New Severe Thunderstorm Warning tags will trigger wireless alerts
MONROE, La. (KNOE) - Starting August 2, the National Weather Service will add new damage threat categories to Severe Thunderstorm Warnings to better communicate impacts
A Severe Thunderstorm Watch is issued when conditions are favorable for the development of severe weather. A Severe Thunderstorm Warning is issued once storms produce 58+ mph wind gusts and/or 1″ (quarter-sized) hail. But some thunderstorms can be much stronger than others.

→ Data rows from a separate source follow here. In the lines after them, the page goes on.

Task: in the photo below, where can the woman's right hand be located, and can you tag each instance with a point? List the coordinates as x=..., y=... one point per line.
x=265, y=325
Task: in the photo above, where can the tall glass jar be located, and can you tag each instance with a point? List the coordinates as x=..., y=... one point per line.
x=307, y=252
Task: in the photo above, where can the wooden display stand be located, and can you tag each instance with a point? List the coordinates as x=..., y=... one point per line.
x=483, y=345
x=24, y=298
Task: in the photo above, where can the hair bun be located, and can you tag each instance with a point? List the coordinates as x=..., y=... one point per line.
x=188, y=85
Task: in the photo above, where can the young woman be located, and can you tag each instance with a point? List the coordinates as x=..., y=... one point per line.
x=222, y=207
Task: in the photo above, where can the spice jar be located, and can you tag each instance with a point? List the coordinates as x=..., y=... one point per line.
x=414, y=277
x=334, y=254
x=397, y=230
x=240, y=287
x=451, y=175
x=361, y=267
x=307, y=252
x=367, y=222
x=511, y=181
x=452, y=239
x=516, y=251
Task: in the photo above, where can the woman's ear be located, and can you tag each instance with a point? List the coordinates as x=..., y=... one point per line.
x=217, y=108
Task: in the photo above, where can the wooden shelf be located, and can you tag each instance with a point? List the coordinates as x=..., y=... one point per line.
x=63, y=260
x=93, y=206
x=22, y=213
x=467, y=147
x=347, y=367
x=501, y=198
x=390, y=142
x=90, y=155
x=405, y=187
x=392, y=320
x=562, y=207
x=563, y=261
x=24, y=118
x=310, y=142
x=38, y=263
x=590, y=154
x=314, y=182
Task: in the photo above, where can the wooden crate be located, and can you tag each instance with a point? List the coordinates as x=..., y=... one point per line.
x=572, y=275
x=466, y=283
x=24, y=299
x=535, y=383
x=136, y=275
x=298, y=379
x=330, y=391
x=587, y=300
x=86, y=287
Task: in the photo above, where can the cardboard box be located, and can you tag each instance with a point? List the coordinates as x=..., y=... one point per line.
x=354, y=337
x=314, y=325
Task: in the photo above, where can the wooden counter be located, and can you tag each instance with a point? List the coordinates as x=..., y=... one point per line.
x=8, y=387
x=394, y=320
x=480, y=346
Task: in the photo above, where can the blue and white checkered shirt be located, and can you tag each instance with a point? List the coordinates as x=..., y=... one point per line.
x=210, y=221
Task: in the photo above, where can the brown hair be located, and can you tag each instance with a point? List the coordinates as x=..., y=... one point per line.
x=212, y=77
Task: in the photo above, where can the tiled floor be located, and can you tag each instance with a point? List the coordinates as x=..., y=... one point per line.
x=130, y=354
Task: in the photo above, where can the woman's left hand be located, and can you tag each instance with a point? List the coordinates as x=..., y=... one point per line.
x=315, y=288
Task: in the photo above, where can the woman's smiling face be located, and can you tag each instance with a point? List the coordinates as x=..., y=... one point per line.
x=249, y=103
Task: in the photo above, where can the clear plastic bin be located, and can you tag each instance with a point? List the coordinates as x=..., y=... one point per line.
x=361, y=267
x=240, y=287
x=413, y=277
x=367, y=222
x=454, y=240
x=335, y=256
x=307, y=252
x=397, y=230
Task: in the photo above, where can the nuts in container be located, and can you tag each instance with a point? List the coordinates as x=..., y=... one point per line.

Storms that produce winds over 70 mph can be extremely dangerous and damaging. Not to mention that large hail is equally as dangerous as winds!
Here in the ArkLaMiss, we saw baseball-sized hail on April 10 in Caldwell Parish that caused significant damage to vehicles and roofs of buildings. The hope with these new criteria of tagging on Severe Thunderstorm Warnings is to communicate the urgency of these heightened threats.
A Severe Thunderstorm Warning will be tagged “Considerable” once a storm produces 1.75 inch (golf ball-sized) hail and/or 70 mph winds.
A Severe Thunderstorm Warning will be tagged “Destructive” once a storm produces 2.75 inch (baseball-sized) hail and/or 80 mph winds.
A storm with a Destructive tag will activate a Wireless Emergency Alert (WEA) on smartphones, similar to what occurs when a Tornado Warning is issued for your area.
Starting August 2, Severe Thunderstorms deemed “destructive” will activate a Wireless Emergency Alert (WEA) on smartphones. Criteria for a destructive threat is at least 2.75 inch diameter hail and/or 80 mph thunderstorm winds.— National Weather Service (@NWS) July 27, 2021
Read more: https://t.co/Vu9HyjsoRw pic.twitter.com/XeRvkwgSY0
Only 10 percent of all severe thunderstorms reach the destructive category each year, but those that do are capable of producing very severe damage. With that in mind, this new tag will help to save lives. Past events that would fall under the destructive category include the costliest thunderstorm in U.S. history, the $11 billion derecho that affected Iowa in August 2020.
According to the National Weather Service, the criteria for a baseline or “base” severe thunderstorm warning remains unchanged and will not activate a WEA. When no damage threat tag is present, the damage is expected to be at the base level.